Drinking Alcohol in a Multicultural Cricket Club : The Tension between Social Norm and Religious Tradition?

Authors

ŽÁKOVÁ Michaela

Year of publication 2022
Type Appeared in Conference without Proceedings
MU Faculty or unit

Faculty of Arts

Citation
Description Alcohol is a firm part of Western sporting culture, and drinking has become a routinized behaviour at many sporting events. The use of alcohol at these events has become the norm and a symbol of masculinity. However, not all individuals find this norm acceptable, for example, due to the demands of their religion. Drinking alcohol thus may cause tensions between the social norm of accepted behaviour and own tradition. The authors have already shown that these people who do not drink alcohol at sporting events are subject to ridicule, exclusion, and discrimination. This conference paper re-discusses the significance of alcohol use as a source of identity, belonging, group cohesion, interpersonal tensions, social exclusion, and discrimination.
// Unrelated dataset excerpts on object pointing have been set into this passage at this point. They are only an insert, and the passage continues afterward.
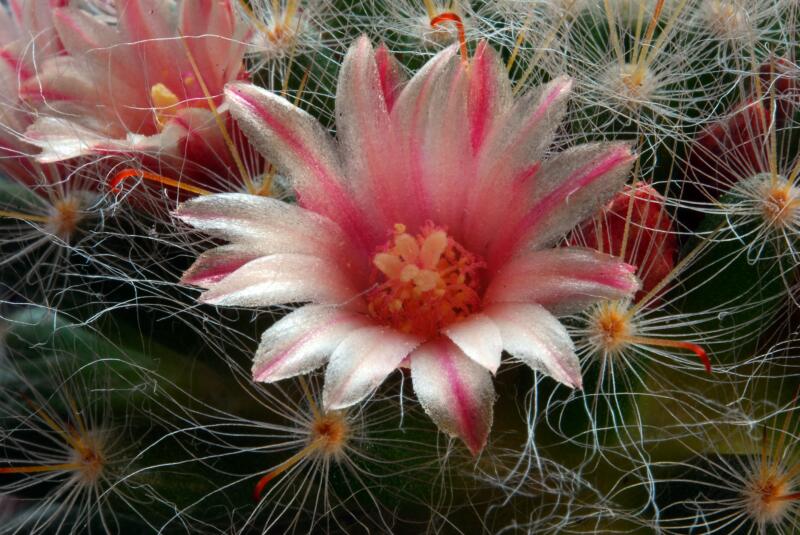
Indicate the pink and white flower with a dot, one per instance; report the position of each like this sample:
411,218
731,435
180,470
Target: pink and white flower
147,84
423,234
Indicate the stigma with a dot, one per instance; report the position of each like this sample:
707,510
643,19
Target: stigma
424,282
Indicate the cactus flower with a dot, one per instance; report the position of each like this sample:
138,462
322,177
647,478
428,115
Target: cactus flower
150,85
423,236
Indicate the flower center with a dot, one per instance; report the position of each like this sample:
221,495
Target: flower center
425,282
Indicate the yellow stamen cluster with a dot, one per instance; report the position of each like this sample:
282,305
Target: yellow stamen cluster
428,282
165,103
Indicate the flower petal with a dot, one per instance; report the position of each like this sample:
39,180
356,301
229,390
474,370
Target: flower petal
267,225
569,188
509,159
479,338
565,279
409,119
298,145
302,341
362,129
456,392
489,93
533,335
361,363
215,264
279,279
390,74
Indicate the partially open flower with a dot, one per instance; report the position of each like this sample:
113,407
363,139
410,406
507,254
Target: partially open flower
636,227
150,85
424,236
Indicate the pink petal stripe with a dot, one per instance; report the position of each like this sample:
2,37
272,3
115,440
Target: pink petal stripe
479,339
489,93
534,336
362,362
614,159
409,117
565,279
455,392
331,200
302,341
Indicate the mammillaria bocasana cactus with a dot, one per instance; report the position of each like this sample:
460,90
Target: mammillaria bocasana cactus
297,266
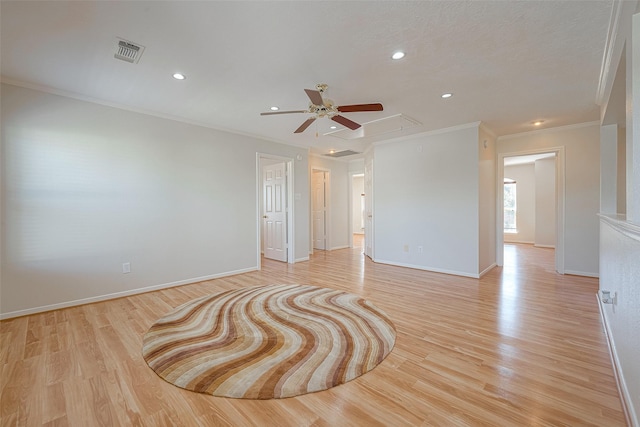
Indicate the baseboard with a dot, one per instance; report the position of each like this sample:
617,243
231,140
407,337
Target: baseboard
422,267
83,301
582,273
625,396
488,269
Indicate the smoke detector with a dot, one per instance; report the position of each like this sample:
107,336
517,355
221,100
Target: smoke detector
128,51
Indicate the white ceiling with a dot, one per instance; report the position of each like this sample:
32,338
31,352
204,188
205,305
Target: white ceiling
508,63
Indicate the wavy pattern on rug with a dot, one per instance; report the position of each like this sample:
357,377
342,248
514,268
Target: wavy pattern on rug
268,342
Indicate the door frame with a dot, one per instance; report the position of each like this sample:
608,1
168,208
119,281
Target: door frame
560,202
288,164
327,207
352,175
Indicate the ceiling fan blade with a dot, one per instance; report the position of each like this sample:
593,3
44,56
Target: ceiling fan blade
359,107
346,122
305,125
315,97
269,113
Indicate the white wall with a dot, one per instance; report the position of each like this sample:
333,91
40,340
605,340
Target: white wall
582,188
426,194
524,175
87,188
545,217
339,198
620,235
486,200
The contribution is based on ethnographic research in a multicultural cricket club in the Czech Republic where cricket club members are expatriates of different countries, cultural backgrounds, traditions, and religions; and where drinking alcohol represents a fixed part of cricket events. What is the significant role of alcohol in a diverse environment full of cultural differences? Does the use of alcohol lead to discrimination and social exclusion of selected groups of individuals? And how do the individuals themselves, who do not conform to this majority accepted social behaviour, assess the situation?